Les députés du groupe parlementaire Pastef-Les Patriotes ont fait face à la presse le vendredi 14 août 2026. La rencontre avec les journalistes a surtout tourné autour de la proposition de loi relative au régime juridique des crédits spéciaux, mais aussi des commissions d’enquête et autres propositions de loi. Le président du groupe parlementaire majoritaire Pastef/Les Patriotes, Mouhamed Ayib Salim Daffé, a d’abord fait le compte rendu du déroulé des travaux en commission.

« Il y a eu convergence de vues totale en commission lors de l’examen du projet de loi portant Code du travail, celui portant Code de la sécurité sociale, du projet de loi relatif à la protection des infrastructures d’information critiques et la sécurité numérique ainsi qu’à la ratification des propositions de résolution portant création des commissions d’enquête », a-t-il éclairé. S’il y a eu une convergence entre le gouvernement et la majorité parlementaire sur ces différents projets et propositions de loi, le désaccord concerne surtout la question des fonds spéciaux.

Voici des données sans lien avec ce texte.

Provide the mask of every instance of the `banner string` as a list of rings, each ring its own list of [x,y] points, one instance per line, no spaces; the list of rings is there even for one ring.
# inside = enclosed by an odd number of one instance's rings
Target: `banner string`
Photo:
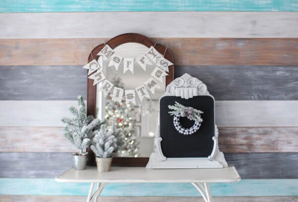
[[[94,57],[93,56],[93,54],[92,54],[92,52],[90,52],[90,54],[91,54],[91,56],[92,56],[92,59],[93,59],[94,60]]]

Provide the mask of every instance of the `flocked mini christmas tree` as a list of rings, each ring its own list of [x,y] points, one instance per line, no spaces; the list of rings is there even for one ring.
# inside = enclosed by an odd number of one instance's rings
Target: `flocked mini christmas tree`
[[[73,118],[64,117],[61,121],[65,124],[64,136],[79,150],[76,155],[84,155],[83,151],[91,144],[94,131],[99,130],[103,123],[92,115],[87,116],[86,105],[83,97],[77,97],[78,108],[72,106],[70,111]]]
[[[102,125],[100,129],[95,132],[91,149],[98,158],[107,158],[112,157],[112,153],[121,149],[125,144],[125,137],[120,129],[115,125],[107,130],[105,125]]]
[[[124,85],[119,77],[114,77],[112,83],[115,87],[124,89]],[[126,104],[124,97],[121,102],[119,103],[112,101],[111,97],[108,96],[105,112],[105,118],[108,128],[114,124],[117,128],[122,130],[125,136],[125,144],[121,150],[118,151],[118,155],[121,156],[139,156],[138,145],[140,143],[136,139],[135,108],[130,104]]]

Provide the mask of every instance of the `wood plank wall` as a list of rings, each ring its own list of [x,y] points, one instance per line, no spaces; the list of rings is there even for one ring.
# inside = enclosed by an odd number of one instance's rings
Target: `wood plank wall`
[[[0,3],[0,201],[85,199],[88,185],[54,180],[75,150],[60,119],[77,95],[86,98],[81,67],[90,51],[126,32],[166,46],[175,77],[197,77],[215,98],[220,149],[242,178],[212,184],[215,201],[297,200],[297,0],[73,1]],[[114,184],[102,195],[197,201],[197,192],[187,184]]]

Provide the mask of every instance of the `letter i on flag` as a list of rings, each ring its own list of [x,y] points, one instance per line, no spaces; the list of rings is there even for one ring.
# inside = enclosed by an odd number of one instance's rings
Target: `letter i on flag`
[[[136,92],[134,90],[125,90],[125,100],[126,104],[129,104],[130,102],[136,104]]]

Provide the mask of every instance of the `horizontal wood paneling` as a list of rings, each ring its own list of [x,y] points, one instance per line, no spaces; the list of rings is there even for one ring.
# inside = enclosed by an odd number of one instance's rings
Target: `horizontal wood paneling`
[[[0,100],[87,98],[87,70],[77,66],[0,67]]]
[[[78,196],[50,196],[1,195],[0,201],[3,202],[81,202],[87,197]],[[105,202],[203,202],[204,199],[197,197],[100,197],[100,200]],[[215,202],[294,202],[298,201],[297,197],[213,197]]]
[[[74,152],[62,127],[0,127],[0,152]]]
[[[0,101],[0,126],[63,126],[61,118],[71,115],[69,108],[76,102]],[[216,101],[215,110],[218,127],[298,126],[298,101]]]
[[[205,84],[216,101],[297,100],[298,66],[176,66]]]
[[[298,127],[220,127],[223,152],[298,152]],[[61,127],[0,127],[0,152],[73,152]],[[32,144],[34,141],[34,144]]]
[[[298,36],[298,15],[292,12],[0,13],[0,24],[1,39],[111,38],[130,32],[161,38]]]
[[[52,179],[0,178],[0,194],[86,196],[88,183],[56,183]],[[210,183],[213,197],[298,196],[298,180],[241,180],[234,183]],[[103,197],[199,197],[190,183],[111,183]]]
[[[83,66],[109,39],[0,39],[0,64]],[[152,39],[171,50],[175,65],[298,65],[298,38]]]
[[[298,153],[225,153],[241,179],[298,178]],[[0,153],[0,177],[54,178],[71,167],[71,153]],[[142,195],[141,195],[142,196]]]
[[[87,73],[82,67],[0,66],[0,100],[86,98]],[[176,66],[175,77],[185,73],[206,84],[216,101],[298,100],[298,66]]]
[[[295,0],[260,1],[236,0],[223,1],[218,0],[84,0],[42,2],[36,0],[26,1],[10,0],[9,3],[2,0],[0,12],[99,12],[99,11],[298,11]]]
[[[295,127],[297,101],[216,101],[219,127]]]
[[[223,152],[298,152],[298,127],[222,127]]]
[[[1,126],[63,126],[61,119],[72,117],[71,106],[77,106],[73,101],[0,101]]]

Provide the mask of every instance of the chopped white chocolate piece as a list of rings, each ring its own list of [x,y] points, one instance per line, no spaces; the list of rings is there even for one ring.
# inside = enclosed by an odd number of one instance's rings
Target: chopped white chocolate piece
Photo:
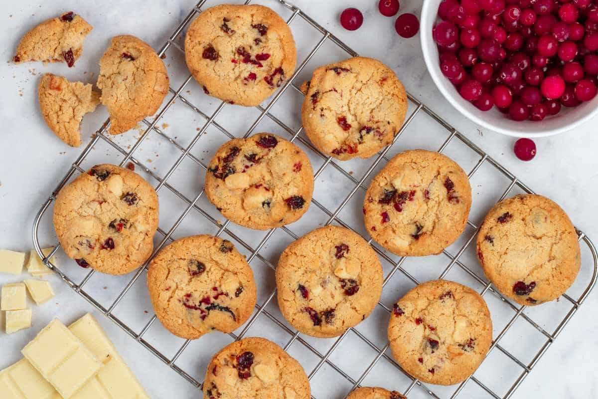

Pour la majorité parlementaire, ces fonds doivent être encadrés, car c’est un engagement de Pastef avant son accession au pouvoir. Les députés de Pastef qui ont rejeté l’amendement du Garde des Sceaux, ministre de la Justice, Me Moussa Sarr, souhaitent que ces crédits spéciaux soient exclusivement réservés à des opérations liées à la sécurité intérieure et extérieure, à la défense, à certaines opérations diplomatiques sensibles ou secrètes et au renseignement. Pour les parlementaires, il n’est pas question de supprimer ces fonds.

Pour eux, ces derniers peuvent même être augmentés si nécessaire. « L’Assemblée nationale n’est pas du tout contre leur existence, mais veut tout simplement leur encadrement et leur contrôle par un comité restreint dédié, car ce sont des ressources publiques », a indiqué Mouhamed Ayib Salim Daffé. En effet, les députés estiment que ces crédits doivent être soumis à un contrôle parlementaire spécifique et a posteriori. « Cette conférence de presse vise à endiguer toutes les manipulations sur la proposition de loi portant déclaration de patrimoine et surtout celle relative aux crédits spéciaux.

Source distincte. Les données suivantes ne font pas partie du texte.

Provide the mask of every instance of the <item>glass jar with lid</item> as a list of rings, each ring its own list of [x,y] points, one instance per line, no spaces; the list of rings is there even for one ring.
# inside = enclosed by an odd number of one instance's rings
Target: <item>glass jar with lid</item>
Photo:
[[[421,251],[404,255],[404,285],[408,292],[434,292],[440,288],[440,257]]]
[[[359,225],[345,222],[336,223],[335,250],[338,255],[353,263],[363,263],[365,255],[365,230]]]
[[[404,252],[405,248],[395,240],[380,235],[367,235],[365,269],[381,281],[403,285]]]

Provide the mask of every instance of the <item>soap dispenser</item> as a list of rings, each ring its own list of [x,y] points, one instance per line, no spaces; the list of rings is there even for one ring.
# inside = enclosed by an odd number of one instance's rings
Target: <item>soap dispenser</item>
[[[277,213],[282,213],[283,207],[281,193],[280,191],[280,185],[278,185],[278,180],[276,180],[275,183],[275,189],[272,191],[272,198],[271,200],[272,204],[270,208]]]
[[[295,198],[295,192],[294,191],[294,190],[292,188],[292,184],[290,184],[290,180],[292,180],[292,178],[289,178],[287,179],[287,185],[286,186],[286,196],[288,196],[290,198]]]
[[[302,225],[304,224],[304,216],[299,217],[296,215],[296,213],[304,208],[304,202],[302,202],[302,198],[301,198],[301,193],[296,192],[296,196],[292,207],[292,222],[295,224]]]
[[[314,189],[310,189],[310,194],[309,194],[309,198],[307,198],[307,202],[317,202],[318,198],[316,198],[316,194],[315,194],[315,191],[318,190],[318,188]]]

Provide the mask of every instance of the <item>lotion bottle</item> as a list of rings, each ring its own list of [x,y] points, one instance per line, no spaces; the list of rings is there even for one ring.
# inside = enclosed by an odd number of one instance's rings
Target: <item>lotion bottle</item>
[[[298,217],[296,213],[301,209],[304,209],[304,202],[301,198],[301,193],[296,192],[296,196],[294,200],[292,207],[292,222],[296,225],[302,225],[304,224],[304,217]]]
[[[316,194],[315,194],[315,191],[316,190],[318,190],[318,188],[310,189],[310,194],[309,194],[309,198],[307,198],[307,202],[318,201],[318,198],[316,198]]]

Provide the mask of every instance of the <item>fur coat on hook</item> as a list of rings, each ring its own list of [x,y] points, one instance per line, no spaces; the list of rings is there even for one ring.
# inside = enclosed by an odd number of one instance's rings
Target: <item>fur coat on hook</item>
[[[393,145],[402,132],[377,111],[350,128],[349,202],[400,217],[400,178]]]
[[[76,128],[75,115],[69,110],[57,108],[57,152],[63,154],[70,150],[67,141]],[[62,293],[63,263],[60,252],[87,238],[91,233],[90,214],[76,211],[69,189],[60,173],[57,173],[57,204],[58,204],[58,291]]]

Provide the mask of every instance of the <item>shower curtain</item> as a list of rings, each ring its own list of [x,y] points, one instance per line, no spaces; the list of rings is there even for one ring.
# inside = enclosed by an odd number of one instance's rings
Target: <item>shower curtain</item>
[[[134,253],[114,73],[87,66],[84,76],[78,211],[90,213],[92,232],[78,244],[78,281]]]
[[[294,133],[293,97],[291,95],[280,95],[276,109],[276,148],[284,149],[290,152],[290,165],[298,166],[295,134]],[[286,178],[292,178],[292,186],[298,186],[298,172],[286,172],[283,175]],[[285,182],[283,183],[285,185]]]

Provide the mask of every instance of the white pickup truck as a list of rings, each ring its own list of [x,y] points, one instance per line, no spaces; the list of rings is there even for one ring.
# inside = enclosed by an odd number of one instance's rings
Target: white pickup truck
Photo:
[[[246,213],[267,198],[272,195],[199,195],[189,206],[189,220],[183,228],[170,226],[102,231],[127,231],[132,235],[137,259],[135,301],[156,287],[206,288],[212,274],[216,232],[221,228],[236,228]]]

L’Assemblée nationale veut instaurer un contrôle minimum ; le gouvernement invoque que ces fonds spéciaux relèvent du pouvoir réglementaire du président de la République et rejette tout contrôle parlementaire », a rappelé le député de Pastef, Amadou Ba. Cependant, la majorité Pastef-Les Patriotes dit être favorable aux dépenses sociales. Mais elle demande à ce que ces dernières soient « clairement distinguées » des crédits qui sont consacrés à la sécurité intérieure et extérieure, à la défense, au renseignement ou opérations diplomatiques sensibles ou secrètes. Les députés veulent éviter que des ressources destinées à des missions secrètes ou sensibles soient utilisées à des fins politiques. « Ce sont des engagements que nous tenons à honorer et nous userons de tous les moyens légaux pour y parvenir », a déclaré le député Guy Marius Sagna.